There came at last the dawn. I stood alone in a field of dreadful carnage. Black bodies lay everywhere, and a very few white ones in armor. The great kettles of the man-eaters were overturned; their banners were down; their shrines were all trampled. Mists drifted over the ground, and streams of blood ran like wine, and streams of wine alongside the blood, so that they mixed in hard mockery of the Imbe-Jaqqa’s own favored tipple. Of Calandola I saw nothing. He had slipped away; he had surely not been slain. I do not believe he could have been slain, nor that he will ever die. He is too dark a force, too deep in league with Satan his master, whose incarnation I do think him to be. Search I did for that great body, and I did not discover it. It would have surprised me much had it been otherwise.

And at sunrise the Portugals found me.
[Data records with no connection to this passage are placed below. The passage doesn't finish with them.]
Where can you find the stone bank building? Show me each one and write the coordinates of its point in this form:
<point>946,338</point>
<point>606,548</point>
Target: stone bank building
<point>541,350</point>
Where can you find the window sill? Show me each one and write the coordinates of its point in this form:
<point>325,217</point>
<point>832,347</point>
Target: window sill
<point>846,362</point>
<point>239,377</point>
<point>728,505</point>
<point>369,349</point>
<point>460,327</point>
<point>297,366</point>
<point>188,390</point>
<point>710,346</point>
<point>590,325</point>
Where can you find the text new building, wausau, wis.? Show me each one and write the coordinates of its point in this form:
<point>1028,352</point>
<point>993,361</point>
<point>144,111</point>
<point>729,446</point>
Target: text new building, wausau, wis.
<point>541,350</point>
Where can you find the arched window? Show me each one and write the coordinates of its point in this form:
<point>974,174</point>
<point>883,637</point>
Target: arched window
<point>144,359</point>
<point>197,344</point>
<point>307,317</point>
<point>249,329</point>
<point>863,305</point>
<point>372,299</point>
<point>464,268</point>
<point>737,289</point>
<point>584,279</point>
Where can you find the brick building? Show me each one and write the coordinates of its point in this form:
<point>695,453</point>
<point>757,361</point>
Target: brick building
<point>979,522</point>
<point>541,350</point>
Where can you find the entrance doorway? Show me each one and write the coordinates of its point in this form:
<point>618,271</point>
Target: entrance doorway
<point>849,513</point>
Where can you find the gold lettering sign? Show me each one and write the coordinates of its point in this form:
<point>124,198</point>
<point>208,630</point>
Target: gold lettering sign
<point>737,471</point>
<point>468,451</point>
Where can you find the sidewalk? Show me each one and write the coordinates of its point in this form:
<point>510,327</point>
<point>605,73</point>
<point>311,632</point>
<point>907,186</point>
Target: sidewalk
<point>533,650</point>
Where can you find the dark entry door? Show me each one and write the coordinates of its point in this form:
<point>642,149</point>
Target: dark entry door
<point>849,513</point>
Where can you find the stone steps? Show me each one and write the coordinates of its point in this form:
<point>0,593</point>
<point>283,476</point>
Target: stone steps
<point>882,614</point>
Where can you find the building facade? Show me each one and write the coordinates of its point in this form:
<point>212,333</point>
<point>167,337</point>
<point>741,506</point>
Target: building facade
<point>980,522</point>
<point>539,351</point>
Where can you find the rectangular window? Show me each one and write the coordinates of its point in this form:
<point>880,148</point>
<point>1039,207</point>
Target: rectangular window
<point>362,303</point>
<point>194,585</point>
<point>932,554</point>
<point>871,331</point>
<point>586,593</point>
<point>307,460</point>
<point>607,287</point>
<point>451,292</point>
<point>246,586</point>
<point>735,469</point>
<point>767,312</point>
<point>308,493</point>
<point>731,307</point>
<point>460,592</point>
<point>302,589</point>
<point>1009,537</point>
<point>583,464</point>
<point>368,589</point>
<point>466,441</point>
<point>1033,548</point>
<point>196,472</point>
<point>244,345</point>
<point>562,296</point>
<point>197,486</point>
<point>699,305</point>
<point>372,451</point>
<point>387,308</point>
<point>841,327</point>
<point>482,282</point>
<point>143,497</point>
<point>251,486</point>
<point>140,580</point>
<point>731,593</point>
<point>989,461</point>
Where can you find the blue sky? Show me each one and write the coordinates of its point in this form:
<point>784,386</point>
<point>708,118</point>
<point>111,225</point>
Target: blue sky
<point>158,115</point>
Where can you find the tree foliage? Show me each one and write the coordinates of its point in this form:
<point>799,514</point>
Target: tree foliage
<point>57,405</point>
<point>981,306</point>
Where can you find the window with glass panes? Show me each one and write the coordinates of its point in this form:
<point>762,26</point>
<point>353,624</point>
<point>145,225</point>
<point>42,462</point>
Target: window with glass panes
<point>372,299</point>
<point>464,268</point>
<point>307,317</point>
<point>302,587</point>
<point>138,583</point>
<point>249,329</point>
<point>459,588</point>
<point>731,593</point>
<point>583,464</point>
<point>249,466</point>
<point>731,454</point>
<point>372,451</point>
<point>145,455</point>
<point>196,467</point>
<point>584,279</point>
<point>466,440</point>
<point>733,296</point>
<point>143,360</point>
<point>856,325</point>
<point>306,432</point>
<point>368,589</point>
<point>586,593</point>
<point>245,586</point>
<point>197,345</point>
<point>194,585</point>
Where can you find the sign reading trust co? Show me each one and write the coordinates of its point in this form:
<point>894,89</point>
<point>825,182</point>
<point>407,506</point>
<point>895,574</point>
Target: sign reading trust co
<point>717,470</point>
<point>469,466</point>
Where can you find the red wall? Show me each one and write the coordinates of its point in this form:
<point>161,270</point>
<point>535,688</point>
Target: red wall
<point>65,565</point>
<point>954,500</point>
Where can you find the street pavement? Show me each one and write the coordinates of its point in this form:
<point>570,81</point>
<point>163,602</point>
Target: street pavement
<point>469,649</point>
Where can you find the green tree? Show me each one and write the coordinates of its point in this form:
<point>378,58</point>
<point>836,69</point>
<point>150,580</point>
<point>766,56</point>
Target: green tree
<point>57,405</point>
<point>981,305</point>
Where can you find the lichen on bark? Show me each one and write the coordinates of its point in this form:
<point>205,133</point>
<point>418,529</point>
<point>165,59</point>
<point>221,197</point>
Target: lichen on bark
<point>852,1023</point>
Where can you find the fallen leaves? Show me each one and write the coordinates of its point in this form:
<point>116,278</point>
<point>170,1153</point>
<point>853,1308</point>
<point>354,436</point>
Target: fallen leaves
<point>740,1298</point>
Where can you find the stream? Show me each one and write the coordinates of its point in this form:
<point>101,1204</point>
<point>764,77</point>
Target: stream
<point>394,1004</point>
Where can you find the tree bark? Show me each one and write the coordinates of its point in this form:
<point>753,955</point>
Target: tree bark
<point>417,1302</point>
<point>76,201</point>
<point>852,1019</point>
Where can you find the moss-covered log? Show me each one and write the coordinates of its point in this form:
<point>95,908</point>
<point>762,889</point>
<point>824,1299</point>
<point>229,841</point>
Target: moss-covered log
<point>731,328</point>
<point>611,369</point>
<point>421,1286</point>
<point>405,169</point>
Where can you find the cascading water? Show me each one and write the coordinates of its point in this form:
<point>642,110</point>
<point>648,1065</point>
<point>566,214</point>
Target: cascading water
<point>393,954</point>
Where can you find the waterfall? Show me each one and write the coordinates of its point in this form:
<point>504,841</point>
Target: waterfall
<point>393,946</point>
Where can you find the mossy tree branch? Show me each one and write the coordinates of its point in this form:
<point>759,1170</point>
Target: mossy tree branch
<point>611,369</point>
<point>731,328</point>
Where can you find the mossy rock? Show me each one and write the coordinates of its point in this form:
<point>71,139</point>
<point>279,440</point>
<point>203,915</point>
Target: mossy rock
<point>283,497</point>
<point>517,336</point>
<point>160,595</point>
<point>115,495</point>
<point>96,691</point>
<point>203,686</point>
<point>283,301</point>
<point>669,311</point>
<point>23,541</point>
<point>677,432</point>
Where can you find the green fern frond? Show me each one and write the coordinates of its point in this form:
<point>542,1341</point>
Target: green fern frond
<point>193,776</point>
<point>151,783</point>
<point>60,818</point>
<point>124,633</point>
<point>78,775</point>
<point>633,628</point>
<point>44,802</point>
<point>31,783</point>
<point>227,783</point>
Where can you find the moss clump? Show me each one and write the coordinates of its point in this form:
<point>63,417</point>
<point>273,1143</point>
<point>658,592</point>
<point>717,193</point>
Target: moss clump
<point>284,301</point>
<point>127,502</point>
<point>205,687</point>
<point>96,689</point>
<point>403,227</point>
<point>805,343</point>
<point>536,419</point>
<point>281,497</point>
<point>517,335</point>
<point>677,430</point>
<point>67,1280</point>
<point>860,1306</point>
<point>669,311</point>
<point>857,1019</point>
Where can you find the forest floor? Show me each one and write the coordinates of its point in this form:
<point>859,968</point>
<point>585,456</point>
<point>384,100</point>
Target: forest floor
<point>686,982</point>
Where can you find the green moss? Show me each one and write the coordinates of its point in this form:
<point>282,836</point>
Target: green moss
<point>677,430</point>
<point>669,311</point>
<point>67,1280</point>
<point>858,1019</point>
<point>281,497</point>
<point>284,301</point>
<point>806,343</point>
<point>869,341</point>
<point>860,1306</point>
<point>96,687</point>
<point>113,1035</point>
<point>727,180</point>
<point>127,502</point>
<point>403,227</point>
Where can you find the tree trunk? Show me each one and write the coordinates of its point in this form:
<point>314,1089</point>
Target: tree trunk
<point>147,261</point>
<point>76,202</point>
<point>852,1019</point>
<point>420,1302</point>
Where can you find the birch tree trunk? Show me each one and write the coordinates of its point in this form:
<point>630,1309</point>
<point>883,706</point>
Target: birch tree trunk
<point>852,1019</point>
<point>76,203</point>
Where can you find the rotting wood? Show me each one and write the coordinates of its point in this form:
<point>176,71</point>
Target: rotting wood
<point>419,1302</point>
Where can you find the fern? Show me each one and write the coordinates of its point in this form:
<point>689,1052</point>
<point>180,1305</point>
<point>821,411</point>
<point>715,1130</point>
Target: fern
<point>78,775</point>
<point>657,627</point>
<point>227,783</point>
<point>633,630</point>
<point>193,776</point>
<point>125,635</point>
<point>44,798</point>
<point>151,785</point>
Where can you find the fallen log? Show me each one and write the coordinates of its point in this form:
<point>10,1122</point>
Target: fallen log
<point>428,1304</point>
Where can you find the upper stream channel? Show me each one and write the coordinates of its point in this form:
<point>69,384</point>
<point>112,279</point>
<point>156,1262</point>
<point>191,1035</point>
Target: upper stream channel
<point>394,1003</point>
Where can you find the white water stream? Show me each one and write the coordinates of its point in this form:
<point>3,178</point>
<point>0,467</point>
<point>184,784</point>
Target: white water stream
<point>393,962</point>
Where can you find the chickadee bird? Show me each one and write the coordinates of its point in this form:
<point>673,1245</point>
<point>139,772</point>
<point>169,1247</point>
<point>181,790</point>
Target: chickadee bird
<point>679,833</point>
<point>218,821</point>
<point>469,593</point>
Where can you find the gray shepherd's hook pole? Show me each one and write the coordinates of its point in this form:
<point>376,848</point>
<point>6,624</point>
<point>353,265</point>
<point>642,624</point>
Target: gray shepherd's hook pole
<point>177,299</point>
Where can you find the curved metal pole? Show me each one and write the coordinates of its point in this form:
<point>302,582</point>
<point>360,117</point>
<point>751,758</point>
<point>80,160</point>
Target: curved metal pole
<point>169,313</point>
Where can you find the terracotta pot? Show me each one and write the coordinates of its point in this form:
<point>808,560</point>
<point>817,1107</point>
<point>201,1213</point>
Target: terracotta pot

I was naked but for shreds; I was bloodied and injured; and I sobbed, not out of grief nor fear but of simple relief and ease, that this eternal night was over, and the demons were fled, and I still alive.

Three soldiers that were little more than boys came upon me and pointed their muskets at me, and I threw up my hands to show I meant no harm.

“What is this?” they asked. “Is it Jaqqa, or demon, or what?”

“English,” said I in their own Portuguese tongue. “I am Andres the Piloto, of São Paulo de Loanda, captive among the Jaqqas these past years, and you have freed me.”

“Go you to the governor,” said one Portugal to another, who rushed off at once. And to me he said, looking wide-eyed upon me, “I have heard tales of you, but I thought that they were all but fable. What has befallen you, man? Are you hurt?”

I replied, “I have been in the Devil’s own paw, and he has squeezed me some. But I am whole, I think, and will go on breathing some while longer. Jesu Cristo, it has been a dream, and not a cheerful one, but now I am awake. Now I am awake!”

And I did fall to my knees, and give thanks for my deliverance to Him who guardeth me.

Through the forest now came more Portugals, and at their head was the Angolan governor, João Coutinho, of whom Dona Teresa had spoken. This man looked at me long, without belief, as if I had a second head beside mine own, or wings and a tail. At last he said, “It was you, then, that summoned us.”

“Aye. But I had given up all hope of your coming.”

“We came as swift as we could. There were tales of a massing of the Jaqqas, so that we were poised for the attack, and needed only to know the place. What is your name, Englishman? Andres, is it?”

“Andrew, in good sooth. Andrew Battell.”

He gave me his hand, and drew me to my feet, and ordered up a cloak to be thrown over me, and sent for his surgeon to examine my wounds. This João Coutinho was a man of perhaps four-and-thirty, very sleek and handsome of face, with a warm and kindly way about him; I saw by the mirrors of his soul that were his eyes, that he would use me well, and that he felt great compassion for me in my long travail, so that perhaps my betrayals were at their end.

He said, “And the Portugals who were prisoner with you?”

“Dead. All.”

“Dona Teresa? Don Fernão?”

“Dead,” said I. “Dead and eaten.”

He looked away, choking with a deep revulsion.

“They are monsters,” said he after a moment. “We will hunt them down, and they shall all perish. Did they torment you greatly?”

“Nay,” I answered. “They treated me like one of themselves. I think it was for my golden hair, that made me seem as some kind of spirit to them.”

“Golden hair?” said Don João Coutinho in wonder. “Is it golden, then?”

“Is it not?”

He put his hand to it, and ran his fingers gently through it, and said, “It is white, Senhor Andrew, it is most altogether and entirely white.”